Colombian-born Oscar Murillo shares Richter's appetite for visual disorder and material experimentation. His canvases often incorporate unconventional materials, stitching together bags or drop cloths, and even when working on traditional canvas, he mirrors the energy of Richter's scraped abstractions. His 2014 work "MILK CHOCOLATE" features linen pieces stitched onto dirt-covered canvas marked with various blue oil paints, demonstrating his attention to the physicality of materials. Murillo's approach echoes Richter's methodology, where the creative process becomes as important as the finished artwork.
Sandi Haber Fifield, born in Ohio in 1956, creates unique works that splice photography with painting. Her Lineations series combines reprinted and manipulated photographs with graphite and ink on translucent vellum, collapsing traditional boundaries between drawing and photographic image. This approach mirrors Richter's use of photographs to demonstrate how seeing is an active process built through change and reconsideration. A self-proclaimed "huge Richter fan," Fifield treats photographs as images in progress, where final results remain uncertain and require active viewer engagement.

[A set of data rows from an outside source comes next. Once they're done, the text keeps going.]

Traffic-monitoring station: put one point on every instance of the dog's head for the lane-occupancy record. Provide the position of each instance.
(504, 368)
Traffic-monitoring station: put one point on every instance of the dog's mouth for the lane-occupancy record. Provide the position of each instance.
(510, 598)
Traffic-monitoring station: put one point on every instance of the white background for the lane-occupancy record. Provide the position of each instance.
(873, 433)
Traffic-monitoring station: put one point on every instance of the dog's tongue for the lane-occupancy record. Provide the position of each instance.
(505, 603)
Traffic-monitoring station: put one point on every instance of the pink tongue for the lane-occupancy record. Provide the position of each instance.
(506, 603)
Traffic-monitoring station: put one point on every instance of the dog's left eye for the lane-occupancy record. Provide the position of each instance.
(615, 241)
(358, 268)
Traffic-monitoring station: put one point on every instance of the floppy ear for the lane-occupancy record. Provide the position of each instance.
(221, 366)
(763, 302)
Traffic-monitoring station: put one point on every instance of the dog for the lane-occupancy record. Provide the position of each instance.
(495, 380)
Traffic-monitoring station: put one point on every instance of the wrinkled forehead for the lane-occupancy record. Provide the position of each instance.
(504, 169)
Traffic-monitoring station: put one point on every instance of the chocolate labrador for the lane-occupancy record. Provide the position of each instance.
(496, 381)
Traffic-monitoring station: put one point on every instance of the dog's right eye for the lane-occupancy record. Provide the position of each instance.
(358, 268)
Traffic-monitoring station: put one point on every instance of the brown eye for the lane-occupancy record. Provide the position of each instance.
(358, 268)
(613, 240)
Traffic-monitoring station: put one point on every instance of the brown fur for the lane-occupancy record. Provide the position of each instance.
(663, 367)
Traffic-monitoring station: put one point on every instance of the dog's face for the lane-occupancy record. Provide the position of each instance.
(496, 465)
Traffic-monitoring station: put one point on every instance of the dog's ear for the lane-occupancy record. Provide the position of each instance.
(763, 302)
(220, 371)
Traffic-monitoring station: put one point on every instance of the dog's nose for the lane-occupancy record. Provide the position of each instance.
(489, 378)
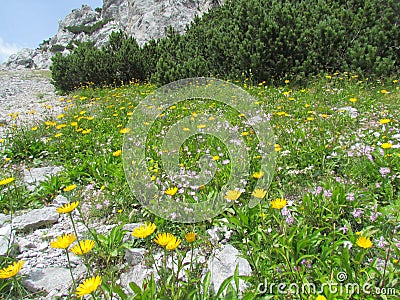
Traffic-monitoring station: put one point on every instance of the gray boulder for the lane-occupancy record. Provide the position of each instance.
(33, 176)
(35, 219)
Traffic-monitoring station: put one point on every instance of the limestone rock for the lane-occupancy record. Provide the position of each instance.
(35, 219)
(143, 19)
(134, 256)
(5, 236)
(60, 200)
(34, 176)
(222, 264)
(52, 281)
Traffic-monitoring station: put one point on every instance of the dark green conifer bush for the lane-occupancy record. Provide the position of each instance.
(261, 39)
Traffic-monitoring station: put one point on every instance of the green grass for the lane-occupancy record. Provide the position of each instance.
(330, 168)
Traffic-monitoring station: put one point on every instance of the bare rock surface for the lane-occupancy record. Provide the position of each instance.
(26, 96)
(143, 19)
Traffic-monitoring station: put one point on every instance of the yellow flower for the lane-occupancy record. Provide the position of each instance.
(171, 191)
(69, 188)
(258, 174)
(67, 208)
(88, 286)
(384, 121)
(117, 153)
(83, 247)
(232, 195)
(386, 145)
(143, 231)
(50, 123)
(163, 238)
(63, 241)
(125, 130)
(259, 193)
(364, 242)
(173, 243)
(278, 203)
(61, 126)
(6, 181)
(11, 270)
(190, 237)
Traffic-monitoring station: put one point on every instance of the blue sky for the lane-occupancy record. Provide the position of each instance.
(26, 23)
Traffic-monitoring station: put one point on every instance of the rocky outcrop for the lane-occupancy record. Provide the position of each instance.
(143, 19)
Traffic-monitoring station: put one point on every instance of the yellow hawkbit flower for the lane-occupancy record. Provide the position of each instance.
(67, 208)
(143, 231)
(88, 286)
(384, 121)
(278, 203)
(171, 191)
(86, 131)
(190, 237)
(173, 243)
(117, 153)
(69, 188)
(82, 247)
(232, 195)
(6, 181)
(163, 238)
(259, 193)
(258, 174)
(11, 270)
(386, 145)
(63, 241)
(125, 130)
(364, 242)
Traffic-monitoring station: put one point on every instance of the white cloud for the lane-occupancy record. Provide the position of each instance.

Finally, Berlin-based Johannes Kahrs, born in Bremen in 1965, paints film stills, news images, and snapshots using thin oil washes, dragging paint across surfaces to create faces and bodies that appear half-erased. The resulting blur creates psychological unease, as though images are retreating while being observed. This effect connects directly to Richter's 1960s photo paintings, where memory's soft focus becomes the true subject. His 2006 work "Moongirl," depicting a woman in motion blur and blue light, exemplifies this technique of presenting images as if they're already disappearing.
These seven artists, while each maintaining their unique artistic voices, share Richter's fundamental questioning of how we perceive and process images. They continue his legacy of refusing to let images resolve cleanly, instead embracing doubt, experimentation, and the physical act of making art as essential components of contemporary artistic practice.